Sin embargo, parece que los supuestos y muy discutibles beneficios que vaticinan las partes negociadoras tampoco nos van a salir gratis. La propia Comisión Europea ya ha reconocido que, de competir con la industria norteamericana, muchas empresas europeas se verán obligadas a realizar una reestructuración para no quedar en desventaja. Esta reestructuración, por supuesto, generará una serie de costes que podrían llevar a la pérdida de puestos de trabajo.
Es posible que, como prevén, la demanda de trabajadores aumente en ciertos sectores. No obstante, lo más probable es que la producción se traslade hasta las zonas donde la mano de obra sea más barata, panorama que beneficiará (una vez más) a las corporaciones en detrimento de los derechos laborales de trabajadores europeos y norteamericanos.
¿Qué hay de España?, ¿podría beneficiarse de la firma del Tratado de Libre Comercio? Según datos del Ministerio de Industria, en 2013 había en España 3.142.928 empresas, de las cuales un 53,5% no cuenta con asalariados y un 42,2% tiene entre uno y nueve empleados. Sólo 3.822 empresas (0,1%) tienen más de 250 trabajadores. Pocos beneficios aportaría la entrada en juego de Estados Unidos en el panorama comercial español, que es esencialmente local. De ampliar el mercado, las compañías más competitivas, capaces de producir y vender a menor coste, terminarán por asestar un golpe al tejido empresarial de los países con menor capacidad productiva de la Unión Europea. El riesgo es similar para todos los Estados mediterráneos, que serán los que carguen con los costes de la firma del acuerdo. Esto no haría más que aumentar la brecha entre “países pobres” y “países ricos”, fomentando la desigualdad y dificultando que nuestra industria se desarrolle al entrar en competencia directa con EEUU.
Otro de los asuntos más discutidos es la creación de un mecanismo para solucionar las controversias que puedan surgir entre inversores y Estados. Casi 3.000 tratados comerciales incluyen ya un método de arbitraje denominado Investor-State Dispute Settlement (ISDS), que permite a las corporaciones demandar a aquellos gobiernos que emprendan políticas que puedan afectar a los intereses de las empresas, atentando directamente contra la soberanía popular. Así, como relata Tom Kucharz de Ecologistas en Acción, la “protección de inversiones permitiría a bancos y fondos de inversión demandar al Gobierno griego si éste resolviese no pagar la deuda ilegítima”.

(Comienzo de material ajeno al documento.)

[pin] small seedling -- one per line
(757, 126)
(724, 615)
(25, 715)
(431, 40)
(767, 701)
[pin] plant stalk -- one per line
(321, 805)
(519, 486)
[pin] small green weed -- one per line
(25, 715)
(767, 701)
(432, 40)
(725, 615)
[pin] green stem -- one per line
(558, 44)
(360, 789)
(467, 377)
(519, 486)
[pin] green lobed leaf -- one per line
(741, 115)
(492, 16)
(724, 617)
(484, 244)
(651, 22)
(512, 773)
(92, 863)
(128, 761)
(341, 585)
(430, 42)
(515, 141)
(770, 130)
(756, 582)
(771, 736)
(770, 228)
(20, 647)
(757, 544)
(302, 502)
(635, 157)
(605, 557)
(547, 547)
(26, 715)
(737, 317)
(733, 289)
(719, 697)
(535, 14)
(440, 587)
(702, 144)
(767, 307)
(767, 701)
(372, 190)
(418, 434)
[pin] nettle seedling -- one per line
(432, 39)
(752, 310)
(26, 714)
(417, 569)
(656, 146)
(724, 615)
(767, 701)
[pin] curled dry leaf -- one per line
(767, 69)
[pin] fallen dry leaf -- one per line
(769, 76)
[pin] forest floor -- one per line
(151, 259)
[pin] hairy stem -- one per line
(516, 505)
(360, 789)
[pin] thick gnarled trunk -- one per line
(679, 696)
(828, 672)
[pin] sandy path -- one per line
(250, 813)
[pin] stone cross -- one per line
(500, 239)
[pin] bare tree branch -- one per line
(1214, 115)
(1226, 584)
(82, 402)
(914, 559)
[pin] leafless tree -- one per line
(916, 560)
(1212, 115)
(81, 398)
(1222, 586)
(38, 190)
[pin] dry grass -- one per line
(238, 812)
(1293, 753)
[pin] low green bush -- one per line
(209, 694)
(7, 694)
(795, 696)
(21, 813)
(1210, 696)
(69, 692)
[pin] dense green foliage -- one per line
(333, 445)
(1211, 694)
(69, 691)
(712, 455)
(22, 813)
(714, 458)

Aún nos falta mucha información, pero parece claro que es fácil prometer puestos de trabajo en un país con una tasa de desempleo cercana al 26%. Aún más si las negociaciones se realizan de espaldas a la ciudadanía –aunque en este caso casi parece más apropiado llamarla “clientela”-. Es preciso abrir el debate para conocer qué se esconde detrás del corte neoliberal de las negociaciones, porque podría ser el detonante de nuestra economía y, en el mejor de los casos, nos obligaría a realizar una profunda remodelación, en un momento en que la demanda tiende a la baja. Ciertas organizaciones ya alertan de los perjuicios que también se producirán en materia medioambiental, de propiedad intelectual, protección de datos, sanidad o liberalización de servicios públicos. En nuestro país ATTAC, Ecologistas en Acción o la Campaña ‘No al TTIP’ dan buena muestra de ello.
Este artículo refleja exclusivamente la opinión de su autora.